‘Seismic shift’ needed to break smart meter ceiling

A “seismic shift” in thinking needs to come from government if the energy sector is to hit its smart meter targets, an industry expert has warned.

It comes as the latest figures from Electralink show that smart meter installations appear to have hit a ceiling in the past three years, with the total number of annual installs levelling out.

Electralink’s figures show that more than 2.4 million smart electricity meter installations were recorded in 2023, a fraction higher than the 2.37 million installs in 2022 and marginally lower than 2021 which saw 2.41 million installs.

Suppliers have until the end of 2025 to complete the rollout. The government originally planned to complete the rollout by 2019 but as of the end of September 2023 just 59% of all meters were smart or advanced meters, according to the latest figures from the Department for Energy Security and Net Zero (DESNZ).

DESNZ has pushed back its smart meter targets on several occasions, most notably as a result of the pandemic, and is now targeting 74.5% of homes and nearly 69% of small businesses to have a smart meter by the end of 2025.

Speaking to Utility Week in response to the latest figures Jeremy Yapp, policy & regulation director (UK & EU) at smart electric vehicle charging app ev.energy, said the numbers were “fine and they are not a cause for panic or alarm”, but that he did believe the government needed a rethink.

“If you were looking at other rollouts, you might have anticipated a softening of these numbers and that hasn’t happened. I think that is really good and that speaks to the long term desirability of the smart meter as a consumer engagement tool,” he said.

He added: “However if the government thinks the current pace is good enough to fill this country with smart meters in the way we need to then it needs to think again.
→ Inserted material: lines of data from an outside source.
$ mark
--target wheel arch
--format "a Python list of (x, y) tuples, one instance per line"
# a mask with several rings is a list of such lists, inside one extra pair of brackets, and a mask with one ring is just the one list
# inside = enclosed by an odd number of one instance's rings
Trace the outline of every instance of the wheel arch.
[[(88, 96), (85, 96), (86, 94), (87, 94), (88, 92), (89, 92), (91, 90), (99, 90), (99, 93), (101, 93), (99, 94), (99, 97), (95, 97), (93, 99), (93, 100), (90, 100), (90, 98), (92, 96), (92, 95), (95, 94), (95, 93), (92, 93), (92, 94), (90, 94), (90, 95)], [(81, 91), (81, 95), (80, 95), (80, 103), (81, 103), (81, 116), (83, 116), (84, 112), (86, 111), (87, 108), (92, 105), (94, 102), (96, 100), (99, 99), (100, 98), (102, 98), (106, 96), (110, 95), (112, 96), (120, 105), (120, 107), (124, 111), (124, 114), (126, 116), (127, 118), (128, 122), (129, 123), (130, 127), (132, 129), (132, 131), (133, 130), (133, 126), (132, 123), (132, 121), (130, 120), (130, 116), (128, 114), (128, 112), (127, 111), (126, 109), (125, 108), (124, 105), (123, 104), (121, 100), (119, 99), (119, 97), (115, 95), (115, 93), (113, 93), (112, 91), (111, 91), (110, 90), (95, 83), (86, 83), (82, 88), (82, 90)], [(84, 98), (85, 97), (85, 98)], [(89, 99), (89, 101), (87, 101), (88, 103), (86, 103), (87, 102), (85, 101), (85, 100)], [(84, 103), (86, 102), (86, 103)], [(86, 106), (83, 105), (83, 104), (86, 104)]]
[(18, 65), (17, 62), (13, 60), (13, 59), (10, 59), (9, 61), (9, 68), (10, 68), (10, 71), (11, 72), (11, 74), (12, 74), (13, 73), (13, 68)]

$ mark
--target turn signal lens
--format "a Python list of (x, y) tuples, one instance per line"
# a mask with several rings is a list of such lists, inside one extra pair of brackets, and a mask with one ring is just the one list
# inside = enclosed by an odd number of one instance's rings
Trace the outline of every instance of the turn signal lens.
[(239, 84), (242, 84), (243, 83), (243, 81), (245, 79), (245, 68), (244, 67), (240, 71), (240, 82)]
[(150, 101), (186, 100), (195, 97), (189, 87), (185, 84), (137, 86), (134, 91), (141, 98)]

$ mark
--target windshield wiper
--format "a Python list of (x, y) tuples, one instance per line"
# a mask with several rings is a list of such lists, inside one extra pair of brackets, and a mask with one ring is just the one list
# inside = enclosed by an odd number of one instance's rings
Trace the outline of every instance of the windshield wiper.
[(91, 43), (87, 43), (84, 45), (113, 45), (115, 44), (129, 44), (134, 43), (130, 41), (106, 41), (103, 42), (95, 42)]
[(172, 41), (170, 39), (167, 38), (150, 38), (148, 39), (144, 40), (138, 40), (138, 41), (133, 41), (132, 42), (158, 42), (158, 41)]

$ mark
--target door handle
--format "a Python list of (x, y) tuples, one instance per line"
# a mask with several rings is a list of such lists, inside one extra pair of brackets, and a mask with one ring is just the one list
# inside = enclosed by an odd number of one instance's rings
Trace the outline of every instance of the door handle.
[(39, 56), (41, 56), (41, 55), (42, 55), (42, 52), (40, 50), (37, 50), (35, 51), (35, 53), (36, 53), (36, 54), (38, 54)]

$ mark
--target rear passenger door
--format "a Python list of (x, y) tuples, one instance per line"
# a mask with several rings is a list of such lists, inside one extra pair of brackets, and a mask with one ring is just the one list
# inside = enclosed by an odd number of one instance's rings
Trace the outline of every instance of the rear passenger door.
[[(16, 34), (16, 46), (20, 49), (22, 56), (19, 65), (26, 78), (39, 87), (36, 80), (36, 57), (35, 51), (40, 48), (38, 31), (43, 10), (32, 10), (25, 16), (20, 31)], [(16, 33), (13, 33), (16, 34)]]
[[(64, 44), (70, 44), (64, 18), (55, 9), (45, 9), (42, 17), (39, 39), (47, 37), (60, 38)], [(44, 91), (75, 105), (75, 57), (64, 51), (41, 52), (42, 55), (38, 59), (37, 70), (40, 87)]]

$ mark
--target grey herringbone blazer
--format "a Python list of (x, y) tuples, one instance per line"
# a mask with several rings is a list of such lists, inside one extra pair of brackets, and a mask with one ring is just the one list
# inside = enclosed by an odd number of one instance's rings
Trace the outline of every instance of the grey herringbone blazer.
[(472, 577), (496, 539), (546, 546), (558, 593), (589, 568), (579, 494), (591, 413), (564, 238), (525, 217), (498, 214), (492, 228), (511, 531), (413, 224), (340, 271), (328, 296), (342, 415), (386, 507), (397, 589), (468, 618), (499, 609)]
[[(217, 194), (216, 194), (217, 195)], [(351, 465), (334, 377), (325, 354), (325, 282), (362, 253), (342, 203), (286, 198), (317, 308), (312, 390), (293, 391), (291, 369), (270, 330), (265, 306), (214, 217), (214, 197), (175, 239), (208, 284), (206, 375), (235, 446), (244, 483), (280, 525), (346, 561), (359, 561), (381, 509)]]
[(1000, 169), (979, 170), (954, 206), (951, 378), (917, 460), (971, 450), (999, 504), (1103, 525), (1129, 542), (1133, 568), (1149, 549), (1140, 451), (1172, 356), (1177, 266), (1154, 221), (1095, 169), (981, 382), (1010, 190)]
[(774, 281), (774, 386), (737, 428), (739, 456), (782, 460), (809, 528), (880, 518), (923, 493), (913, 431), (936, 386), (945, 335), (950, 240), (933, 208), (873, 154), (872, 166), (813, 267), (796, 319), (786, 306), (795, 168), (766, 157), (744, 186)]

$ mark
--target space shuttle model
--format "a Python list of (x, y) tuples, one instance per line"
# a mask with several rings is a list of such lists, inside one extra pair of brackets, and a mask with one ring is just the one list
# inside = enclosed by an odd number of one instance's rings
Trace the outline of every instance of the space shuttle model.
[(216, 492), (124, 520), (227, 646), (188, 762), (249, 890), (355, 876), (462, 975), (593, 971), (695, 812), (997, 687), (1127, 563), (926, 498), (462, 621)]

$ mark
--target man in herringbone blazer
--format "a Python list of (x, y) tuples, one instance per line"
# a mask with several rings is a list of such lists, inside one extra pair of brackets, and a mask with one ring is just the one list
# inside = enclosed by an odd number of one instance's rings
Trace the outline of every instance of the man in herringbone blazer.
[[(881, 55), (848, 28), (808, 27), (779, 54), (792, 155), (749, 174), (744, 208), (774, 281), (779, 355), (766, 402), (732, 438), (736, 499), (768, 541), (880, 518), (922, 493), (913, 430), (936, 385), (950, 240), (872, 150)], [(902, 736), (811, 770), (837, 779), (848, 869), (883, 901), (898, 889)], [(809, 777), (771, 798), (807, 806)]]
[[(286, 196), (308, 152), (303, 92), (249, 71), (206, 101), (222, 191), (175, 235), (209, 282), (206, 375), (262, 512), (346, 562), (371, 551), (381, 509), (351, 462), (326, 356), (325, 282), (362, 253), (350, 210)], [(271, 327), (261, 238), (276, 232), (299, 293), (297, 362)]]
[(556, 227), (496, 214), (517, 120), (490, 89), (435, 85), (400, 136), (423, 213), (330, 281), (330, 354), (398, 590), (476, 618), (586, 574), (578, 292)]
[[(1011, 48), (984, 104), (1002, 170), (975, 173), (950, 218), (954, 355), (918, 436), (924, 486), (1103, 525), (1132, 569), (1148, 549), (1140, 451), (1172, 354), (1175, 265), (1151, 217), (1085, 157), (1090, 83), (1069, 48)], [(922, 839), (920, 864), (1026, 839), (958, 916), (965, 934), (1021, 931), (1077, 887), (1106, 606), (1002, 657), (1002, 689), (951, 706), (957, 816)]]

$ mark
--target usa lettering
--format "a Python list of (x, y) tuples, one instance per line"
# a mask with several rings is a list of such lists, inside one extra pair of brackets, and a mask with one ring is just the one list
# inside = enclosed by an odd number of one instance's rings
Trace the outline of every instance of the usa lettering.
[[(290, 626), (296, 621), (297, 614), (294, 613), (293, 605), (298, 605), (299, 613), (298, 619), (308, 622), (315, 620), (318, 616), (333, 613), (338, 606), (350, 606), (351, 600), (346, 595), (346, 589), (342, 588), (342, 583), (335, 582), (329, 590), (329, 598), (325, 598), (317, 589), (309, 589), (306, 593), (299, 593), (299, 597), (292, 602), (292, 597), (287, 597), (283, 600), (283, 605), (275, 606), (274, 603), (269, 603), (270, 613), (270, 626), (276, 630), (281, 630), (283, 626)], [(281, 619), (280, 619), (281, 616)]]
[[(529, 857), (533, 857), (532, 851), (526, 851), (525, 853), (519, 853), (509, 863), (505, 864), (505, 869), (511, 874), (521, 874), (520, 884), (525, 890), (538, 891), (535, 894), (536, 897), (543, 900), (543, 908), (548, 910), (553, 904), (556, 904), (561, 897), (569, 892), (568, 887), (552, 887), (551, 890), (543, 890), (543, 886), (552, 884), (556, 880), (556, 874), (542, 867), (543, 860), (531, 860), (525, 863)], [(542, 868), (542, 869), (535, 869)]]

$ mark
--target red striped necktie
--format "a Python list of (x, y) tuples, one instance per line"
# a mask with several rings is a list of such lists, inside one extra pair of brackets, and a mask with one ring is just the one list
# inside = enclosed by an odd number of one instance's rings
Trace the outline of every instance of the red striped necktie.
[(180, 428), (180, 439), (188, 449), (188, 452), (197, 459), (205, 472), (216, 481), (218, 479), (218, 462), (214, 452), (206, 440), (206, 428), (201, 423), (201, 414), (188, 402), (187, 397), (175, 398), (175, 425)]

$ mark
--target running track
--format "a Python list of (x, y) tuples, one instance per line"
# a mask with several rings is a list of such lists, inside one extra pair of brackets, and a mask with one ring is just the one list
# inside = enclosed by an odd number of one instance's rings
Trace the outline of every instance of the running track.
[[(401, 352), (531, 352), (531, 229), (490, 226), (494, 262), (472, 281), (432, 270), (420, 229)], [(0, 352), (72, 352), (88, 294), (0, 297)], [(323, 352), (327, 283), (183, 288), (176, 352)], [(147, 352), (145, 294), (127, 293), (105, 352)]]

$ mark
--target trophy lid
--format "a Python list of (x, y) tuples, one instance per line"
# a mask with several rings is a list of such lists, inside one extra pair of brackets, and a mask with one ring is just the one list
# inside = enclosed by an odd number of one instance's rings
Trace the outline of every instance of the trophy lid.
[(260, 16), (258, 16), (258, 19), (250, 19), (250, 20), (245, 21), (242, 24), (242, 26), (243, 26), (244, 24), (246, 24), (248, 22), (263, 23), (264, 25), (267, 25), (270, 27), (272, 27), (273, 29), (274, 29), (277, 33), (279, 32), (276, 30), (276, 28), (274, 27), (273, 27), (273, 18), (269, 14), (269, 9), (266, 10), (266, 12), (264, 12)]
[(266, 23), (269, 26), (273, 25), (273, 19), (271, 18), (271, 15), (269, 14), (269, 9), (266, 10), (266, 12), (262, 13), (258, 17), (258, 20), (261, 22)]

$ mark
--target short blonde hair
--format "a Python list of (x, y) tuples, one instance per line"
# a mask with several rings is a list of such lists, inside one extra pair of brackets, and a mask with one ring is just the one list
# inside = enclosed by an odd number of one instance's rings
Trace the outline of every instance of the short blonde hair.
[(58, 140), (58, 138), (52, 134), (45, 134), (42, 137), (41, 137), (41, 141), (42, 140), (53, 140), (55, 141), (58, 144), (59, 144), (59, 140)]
So if we really do want to meet those targets that we have set ourselves and if we do want to make sure that consumers are in the best position to take advantage of Market Wide Half Hourly Settlement (MHHS) when that is delivered then maybe we need not to panic but to look at something different.

“We need to change this up because current trajectories are clearly not going to deliver a significant increase in smart meter penetration in time for MHHS. So the government needs to do something else.”

Yapp suggested there was an opportunity for government to “think about big messages about electrification and big messages about smart energy management and energy efficiency”, adding that the country needed a conversation about how it uses energy better.

In agreement with Yapp is George Walters, chief home services officer at Utilita, a prepayment meter specialist energy supplier which has 92% of its customer base connected to a smart meter.

He said: “Certainly we’re at that place now where suppliers are only able to make marginal improvements to their installations, their engagement with customers, and ultimately that’s never going to get us to where we need to be.

“There needs to be more of a seismic shift or a step change which has got to come from government really, essentially to move from where we are now to a place where we’re ultimately pretty much fully installed like Utilita is.”

Both also acknowledged that the number of smart meter installers is another contributing factor to low take up.

“We have a skills problem. So you could have the meters in a warehouse, you could have the customers calling the helpline saying ‘please install a smart meter’, both of those things could be true, but you might not have the people with the vans to go out and install them,” said Yapp.

“There is certainly shortages of installers, absolutely, there is a skills shortage there,” added Walters.

Meanwhile Tom Woolley, smart product & strategy director at energy infrastructure company and smart meter installer SMS, said that in order to achieve the “ultimate 100% goal” of smart meter coverage, “it is not unforeseeable that a change in tack to existing rollout obligations may be required”.

He spoke about the collaborative efforts of energy suppliers working under Alt Han – the government regulated, not-for-profit collective of UK energy suppliers – which was established to overcome the industry’s technical installation challenges.

Woolley told Utility Week: “The fundamental challenge for the government and energy suppliers continues to be one centred around the effective communication of the benefits of smart metering to the remaining consumers. However, in part, it is also a huge technical challenge, with at least a million UK households requiring extra solutions and support to access smart meters due to certain technical installation and network issues.

“To this point, over the past 12 months, the industry has shown how it can club together to overcome these obstacles through innovation and collaboration, with all UK suppliers – under the guise of Alt HAN – and leading meter equipment managers all working in unison to come up with solutions that effectively address these rollout roadblocks. I believe this collaborative approach could signal the way forward, to deliver the remaining smart meters in a more effective, efficient and collaborative manner.”

In response, a DESNZ spokesperson said: ”The rollout is making good progress, with almost 34 million smart meters installed, allowing consumers to manage their energy use and save money, while also delivering on our commitments to net zero and energy security.

“We expect suppliers to rise to the challenge, so they meet their obligations and go further to progress the rollout. Ofgem have also taken a robust approach towards companies failing to meet targets.”